Well, the soul will out, I suppose, even against large odds. So it was that after a cursory look at the room, I came to Poe's trunk and, unlatching it, found--there on the underside of the lid--an engraving of Byron. As fugitive and damning as a love letter.

From another pocket, I drew out a tiny bundle layered in black crepe. The crepe fell away in an instant to reveal the cameo portrait of a young woman in an Empire gown and ribboned bonnet. An almost aching girlishness to her sweetly huge eyes, her frail shoulders. She looked nearly the same as she had looked at the Park Street Theatre, all those years ago, singing "Nobody Coming to Marry Me."

The very sight of her left a clot in my throat. A familiar sort of tightening--it was, I realized, the same feeling I got whenever I thought too long about my daughter. I remembered then what Poe had said, sitting there in my parlor:

We're both alone in the world.

Breathing out, I closed the trunk and clicked the hasp.

"He keeps a neat room," said Hitchcock, grudgingly.

That he did. Should he care to, I thought, Cadet Fourth Classman Poe could go on keeping a neat room for another three years and a half--three years and a half of bedrolls and tightbuttoned collars and shiny boots. And for his reward, he would get--what?
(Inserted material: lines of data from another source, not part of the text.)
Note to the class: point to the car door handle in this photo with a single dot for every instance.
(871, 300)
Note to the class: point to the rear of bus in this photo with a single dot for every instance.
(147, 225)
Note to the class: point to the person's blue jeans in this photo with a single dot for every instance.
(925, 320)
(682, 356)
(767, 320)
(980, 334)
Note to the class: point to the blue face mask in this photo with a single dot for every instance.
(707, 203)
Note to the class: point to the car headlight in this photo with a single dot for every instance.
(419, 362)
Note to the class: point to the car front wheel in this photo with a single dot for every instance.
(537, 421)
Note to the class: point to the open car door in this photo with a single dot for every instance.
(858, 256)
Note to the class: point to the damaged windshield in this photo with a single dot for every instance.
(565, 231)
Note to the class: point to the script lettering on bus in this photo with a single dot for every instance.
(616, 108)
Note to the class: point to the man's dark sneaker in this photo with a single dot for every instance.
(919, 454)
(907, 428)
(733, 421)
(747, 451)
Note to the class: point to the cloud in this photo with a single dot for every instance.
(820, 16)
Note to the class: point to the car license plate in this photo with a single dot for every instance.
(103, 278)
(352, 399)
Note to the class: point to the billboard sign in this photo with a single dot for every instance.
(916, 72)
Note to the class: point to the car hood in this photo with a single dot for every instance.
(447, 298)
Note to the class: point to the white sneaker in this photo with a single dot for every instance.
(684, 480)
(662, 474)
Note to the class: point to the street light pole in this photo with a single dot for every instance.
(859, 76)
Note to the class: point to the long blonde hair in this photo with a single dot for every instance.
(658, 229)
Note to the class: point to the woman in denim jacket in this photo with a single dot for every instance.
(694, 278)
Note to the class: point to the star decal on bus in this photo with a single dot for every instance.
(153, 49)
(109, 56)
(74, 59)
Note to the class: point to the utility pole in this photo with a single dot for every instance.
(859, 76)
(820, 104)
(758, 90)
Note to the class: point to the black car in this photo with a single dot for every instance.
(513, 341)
A posting on the Western frontier, where, in between hunting Indians, he could recite his poems to military men and their neurasthenic wives and wasting daughters? Oh, what a figure he would cut in those small bright parlor-graves.

"Captain," I said, "I no longer have the heart for this."

The rooms in North Barracks were at least larger--twenty-five by nineteen--a sop for the upperclassmen. The only sop, so far as I could see. Artemus' quarters, though warmer than Poe's, were even drearier: the pallets patched, the coverlets hard used, the air sneezy, and the walls pouched and streaked with soot. Because it faced west, the room had to make do with whatever light broke over the mountains, and even at midmorning, the gloom was so deep we were reduced to using matches to peer into some of the tighter corners. It was in this way that I found Artemus' compacted telescope, tucked between a water bucket and a chamber pot. No other signs of old revels: no cards, chickens, pipes, not even the stray aroma of tobacco (though the windowsill bore scattered grains of snuff).

"The woodbox," said Hitchcock. "That's always the first place I look."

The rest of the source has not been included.